Sobre as más intenções dessas pessoas nem é preciso falar, ela é explícita e qualquer pessoa com o mínimo de inteligência consegue perceber.  Cabe aqui falar sobre a falta de conhecimento político e histórico.  Israel cultua o mesmo Deus desses intolerantes e sofre com a Guerra.  A América Latina é um continente cristão em sua maioria e mesmo assim a fome grassa grande parte da sua população.  Não podemos confundir os erros humanos com a ação divina.  A história é resultado da ação (e das escolhas) dos homens, e não fruto da vingança divina.

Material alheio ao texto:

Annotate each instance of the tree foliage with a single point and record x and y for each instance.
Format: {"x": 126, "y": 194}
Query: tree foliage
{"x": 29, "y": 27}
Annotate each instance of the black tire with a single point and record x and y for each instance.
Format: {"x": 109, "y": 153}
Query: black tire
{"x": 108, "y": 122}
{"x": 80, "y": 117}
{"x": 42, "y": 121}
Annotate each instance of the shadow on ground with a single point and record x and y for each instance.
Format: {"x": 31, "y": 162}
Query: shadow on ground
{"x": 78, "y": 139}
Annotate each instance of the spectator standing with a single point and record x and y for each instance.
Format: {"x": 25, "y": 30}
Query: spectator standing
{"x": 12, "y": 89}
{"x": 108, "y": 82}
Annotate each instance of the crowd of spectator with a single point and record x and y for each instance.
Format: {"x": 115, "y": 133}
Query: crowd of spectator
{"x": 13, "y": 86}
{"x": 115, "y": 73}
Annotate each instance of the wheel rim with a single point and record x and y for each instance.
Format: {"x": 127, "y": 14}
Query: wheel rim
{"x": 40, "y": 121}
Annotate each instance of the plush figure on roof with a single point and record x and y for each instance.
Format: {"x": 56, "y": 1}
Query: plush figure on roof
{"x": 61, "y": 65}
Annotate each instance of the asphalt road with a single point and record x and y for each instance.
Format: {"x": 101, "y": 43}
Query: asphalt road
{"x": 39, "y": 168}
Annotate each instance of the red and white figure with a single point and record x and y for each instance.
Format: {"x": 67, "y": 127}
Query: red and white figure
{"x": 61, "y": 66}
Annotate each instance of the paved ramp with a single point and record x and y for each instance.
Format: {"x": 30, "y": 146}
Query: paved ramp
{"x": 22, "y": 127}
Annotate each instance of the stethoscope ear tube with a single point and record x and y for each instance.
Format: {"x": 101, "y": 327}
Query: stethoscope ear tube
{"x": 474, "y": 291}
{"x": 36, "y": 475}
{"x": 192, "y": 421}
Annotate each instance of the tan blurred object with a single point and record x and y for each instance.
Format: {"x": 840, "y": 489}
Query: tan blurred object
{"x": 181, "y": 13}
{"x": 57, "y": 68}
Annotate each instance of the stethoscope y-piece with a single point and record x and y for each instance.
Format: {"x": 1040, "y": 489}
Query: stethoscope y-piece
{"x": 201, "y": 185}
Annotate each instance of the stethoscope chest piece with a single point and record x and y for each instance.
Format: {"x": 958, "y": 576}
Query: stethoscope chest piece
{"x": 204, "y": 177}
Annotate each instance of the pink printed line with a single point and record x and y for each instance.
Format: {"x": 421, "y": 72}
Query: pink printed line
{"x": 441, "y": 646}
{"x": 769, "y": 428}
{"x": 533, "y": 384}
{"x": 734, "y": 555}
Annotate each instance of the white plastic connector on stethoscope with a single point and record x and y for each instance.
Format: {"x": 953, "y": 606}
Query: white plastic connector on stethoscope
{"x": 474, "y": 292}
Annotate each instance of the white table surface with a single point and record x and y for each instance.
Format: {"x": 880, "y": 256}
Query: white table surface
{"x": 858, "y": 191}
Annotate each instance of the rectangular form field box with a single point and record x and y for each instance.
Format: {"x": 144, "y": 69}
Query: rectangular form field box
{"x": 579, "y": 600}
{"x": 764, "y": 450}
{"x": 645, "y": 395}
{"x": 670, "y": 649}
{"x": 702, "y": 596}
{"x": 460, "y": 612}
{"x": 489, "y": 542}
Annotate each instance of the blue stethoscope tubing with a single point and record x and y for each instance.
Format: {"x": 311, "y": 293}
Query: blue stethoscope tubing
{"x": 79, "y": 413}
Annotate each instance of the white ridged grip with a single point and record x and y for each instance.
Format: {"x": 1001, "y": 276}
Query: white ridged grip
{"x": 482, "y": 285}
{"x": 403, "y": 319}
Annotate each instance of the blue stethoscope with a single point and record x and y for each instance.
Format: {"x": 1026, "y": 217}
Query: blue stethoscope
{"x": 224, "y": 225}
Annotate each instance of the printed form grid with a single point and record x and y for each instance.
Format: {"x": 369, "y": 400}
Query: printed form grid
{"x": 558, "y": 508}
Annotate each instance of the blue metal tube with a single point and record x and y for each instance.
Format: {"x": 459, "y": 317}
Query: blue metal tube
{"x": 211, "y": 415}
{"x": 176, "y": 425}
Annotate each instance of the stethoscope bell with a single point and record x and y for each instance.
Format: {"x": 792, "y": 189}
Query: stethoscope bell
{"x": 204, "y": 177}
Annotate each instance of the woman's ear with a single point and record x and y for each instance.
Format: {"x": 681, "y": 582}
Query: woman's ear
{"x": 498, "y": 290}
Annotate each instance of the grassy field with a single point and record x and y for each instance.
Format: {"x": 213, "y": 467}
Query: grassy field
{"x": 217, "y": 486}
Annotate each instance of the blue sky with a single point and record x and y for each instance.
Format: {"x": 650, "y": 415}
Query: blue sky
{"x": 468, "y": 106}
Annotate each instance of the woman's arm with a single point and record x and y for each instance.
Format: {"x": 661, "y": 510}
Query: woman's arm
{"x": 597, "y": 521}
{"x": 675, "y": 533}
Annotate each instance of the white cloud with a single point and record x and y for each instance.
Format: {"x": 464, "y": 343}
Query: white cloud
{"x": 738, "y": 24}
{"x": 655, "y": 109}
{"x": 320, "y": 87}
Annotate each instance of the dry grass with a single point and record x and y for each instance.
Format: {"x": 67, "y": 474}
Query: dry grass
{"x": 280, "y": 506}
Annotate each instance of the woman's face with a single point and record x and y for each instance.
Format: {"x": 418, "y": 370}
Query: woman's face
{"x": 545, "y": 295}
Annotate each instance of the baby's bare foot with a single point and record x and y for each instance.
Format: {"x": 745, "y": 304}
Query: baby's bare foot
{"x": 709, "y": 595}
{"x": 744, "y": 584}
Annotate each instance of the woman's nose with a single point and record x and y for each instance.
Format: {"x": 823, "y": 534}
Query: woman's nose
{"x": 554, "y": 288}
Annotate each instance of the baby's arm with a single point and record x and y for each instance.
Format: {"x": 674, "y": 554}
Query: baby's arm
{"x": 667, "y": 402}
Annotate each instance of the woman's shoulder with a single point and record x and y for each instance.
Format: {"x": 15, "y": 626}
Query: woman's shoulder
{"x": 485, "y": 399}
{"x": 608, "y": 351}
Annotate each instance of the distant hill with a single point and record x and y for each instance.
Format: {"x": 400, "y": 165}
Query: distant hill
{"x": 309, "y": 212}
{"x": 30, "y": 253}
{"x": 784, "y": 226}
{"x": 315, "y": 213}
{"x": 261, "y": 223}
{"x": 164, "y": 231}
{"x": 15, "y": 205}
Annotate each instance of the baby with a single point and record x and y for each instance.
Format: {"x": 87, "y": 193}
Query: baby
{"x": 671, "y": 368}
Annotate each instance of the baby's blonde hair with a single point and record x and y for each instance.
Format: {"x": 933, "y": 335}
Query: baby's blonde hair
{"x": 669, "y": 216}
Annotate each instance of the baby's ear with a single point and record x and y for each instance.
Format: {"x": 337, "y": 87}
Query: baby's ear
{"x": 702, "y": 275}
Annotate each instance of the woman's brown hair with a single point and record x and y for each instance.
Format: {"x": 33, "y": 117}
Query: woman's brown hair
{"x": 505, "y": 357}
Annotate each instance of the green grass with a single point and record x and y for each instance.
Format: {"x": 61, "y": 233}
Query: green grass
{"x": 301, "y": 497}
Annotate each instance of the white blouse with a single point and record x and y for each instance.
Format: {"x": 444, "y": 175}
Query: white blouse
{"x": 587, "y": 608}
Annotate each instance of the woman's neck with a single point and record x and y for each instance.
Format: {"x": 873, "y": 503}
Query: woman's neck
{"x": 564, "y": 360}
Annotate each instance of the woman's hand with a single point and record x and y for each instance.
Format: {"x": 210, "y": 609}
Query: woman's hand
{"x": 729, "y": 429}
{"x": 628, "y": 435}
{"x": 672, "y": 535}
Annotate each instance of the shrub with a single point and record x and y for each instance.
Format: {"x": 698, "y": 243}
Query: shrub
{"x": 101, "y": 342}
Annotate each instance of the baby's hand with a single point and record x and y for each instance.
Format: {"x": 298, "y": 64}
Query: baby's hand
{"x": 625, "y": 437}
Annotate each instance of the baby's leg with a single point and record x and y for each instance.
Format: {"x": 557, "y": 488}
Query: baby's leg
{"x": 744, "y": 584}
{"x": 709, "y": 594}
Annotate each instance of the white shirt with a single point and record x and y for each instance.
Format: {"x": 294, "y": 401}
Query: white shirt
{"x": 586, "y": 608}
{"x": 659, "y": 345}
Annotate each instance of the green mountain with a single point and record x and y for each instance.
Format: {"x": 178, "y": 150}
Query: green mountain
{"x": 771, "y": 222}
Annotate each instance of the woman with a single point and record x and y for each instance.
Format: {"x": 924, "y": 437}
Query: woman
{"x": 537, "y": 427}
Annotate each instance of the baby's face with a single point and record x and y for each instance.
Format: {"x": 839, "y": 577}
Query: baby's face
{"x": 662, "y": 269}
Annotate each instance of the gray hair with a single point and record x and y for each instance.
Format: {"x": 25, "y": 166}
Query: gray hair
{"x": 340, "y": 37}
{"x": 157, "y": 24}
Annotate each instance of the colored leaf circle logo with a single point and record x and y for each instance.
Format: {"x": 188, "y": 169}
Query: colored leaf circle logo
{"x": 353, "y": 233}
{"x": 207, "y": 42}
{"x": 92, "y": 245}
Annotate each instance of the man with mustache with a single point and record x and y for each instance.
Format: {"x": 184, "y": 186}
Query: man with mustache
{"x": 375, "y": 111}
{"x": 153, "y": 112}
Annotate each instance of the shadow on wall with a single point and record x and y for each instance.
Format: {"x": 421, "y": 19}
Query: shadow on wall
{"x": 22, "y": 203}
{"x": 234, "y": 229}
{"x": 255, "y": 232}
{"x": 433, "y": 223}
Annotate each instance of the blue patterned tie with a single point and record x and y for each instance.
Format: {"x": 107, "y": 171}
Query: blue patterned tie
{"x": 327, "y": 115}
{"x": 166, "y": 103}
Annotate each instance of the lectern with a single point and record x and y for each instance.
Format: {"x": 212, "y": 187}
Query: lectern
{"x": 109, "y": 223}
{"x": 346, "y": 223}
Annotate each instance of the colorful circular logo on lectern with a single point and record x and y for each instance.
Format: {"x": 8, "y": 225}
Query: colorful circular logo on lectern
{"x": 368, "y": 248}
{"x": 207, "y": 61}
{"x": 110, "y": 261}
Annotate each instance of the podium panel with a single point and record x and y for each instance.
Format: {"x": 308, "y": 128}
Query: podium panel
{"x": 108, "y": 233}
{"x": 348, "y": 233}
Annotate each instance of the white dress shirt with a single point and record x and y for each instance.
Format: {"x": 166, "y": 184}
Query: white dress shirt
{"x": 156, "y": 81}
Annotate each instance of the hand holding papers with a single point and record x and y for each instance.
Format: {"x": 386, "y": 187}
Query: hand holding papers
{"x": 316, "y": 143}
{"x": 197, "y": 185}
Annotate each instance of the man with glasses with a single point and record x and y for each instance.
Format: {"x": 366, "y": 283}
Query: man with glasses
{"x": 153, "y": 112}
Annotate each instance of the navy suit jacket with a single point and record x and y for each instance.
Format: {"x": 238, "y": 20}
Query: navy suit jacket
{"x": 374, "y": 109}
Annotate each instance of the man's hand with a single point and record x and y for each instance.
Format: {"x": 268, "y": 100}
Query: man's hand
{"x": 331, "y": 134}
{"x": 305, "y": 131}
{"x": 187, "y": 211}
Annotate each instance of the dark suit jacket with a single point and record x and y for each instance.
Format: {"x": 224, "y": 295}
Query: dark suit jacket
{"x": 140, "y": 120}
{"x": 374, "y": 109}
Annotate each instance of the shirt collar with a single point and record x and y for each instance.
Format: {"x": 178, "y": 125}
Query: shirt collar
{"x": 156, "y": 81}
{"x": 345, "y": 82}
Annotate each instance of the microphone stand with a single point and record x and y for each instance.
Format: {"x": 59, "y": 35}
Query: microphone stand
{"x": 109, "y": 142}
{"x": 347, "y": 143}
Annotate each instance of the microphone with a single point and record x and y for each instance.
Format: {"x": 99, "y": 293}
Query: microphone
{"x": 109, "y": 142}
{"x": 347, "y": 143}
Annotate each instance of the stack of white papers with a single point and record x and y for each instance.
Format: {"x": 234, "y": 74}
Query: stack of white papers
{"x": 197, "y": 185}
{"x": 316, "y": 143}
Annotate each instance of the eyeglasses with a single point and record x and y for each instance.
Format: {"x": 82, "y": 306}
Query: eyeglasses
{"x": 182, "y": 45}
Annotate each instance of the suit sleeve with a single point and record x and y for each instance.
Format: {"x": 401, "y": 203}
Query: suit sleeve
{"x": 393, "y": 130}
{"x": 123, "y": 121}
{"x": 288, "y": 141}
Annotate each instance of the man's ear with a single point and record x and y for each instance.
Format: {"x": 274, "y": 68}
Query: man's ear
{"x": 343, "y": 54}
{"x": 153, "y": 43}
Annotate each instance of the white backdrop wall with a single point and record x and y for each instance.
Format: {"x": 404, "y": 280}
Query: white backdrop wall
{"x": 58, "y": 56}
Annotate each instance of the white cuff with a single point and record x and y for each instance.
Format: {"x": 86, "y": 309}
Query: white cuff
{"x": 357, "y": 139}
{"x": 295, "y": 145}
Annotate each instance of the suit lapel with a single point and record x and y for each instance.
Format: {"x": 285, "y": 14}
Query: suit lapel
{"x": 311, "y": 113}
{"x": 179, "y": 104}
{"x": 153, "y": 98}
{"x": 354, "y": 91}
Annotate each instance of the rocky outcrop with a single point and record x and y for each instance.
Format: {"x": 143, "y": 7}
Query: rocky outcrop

Há outros, igualmente intolerantes, que dizem que boa parte dos africanos abandonou a crença nos orixás, e falam isso como se isso fosse sinal de evolução.  Mais uma vez pecam por não conhecer - ou ignorar propositalmente a história.  Esquecem de contar que missionários das mais diversas denominações invadiram o continente e fizeram uma verdadeira lavagem cerebral em seu povo, inserindo a ideia cristã-eurocêntrica de civilização, de salvação da alma e de céu e inferno.  Amedrontados, diversos povos africanos abandonaram suas crenças originais e aderiram a essas religiões.  Vale lembrar que ainda hoje isso acontece e não apenas na África.

Não contam também que os europeus dizimaram povos africanos, levando populações inteiras para servirem seus interesses na América como escravos.  Mas aí cometeram um erro grave na sua tarefa de acabar com as tradições africanas.  Ao invés da crença nos orixás desaparecer, ela se espalhou por outros continentes e vive até hoje.  As religiões de origem afro não estão entre as maiores do mundo, mas estão vivas e com raízes aprofundadas nos povos das regiões onde são praticadas.  As mazelas da África continuam, mas as do resto do mundo também.  Os orixás não abandonaram a África, apenas se espalharam pelo mundo.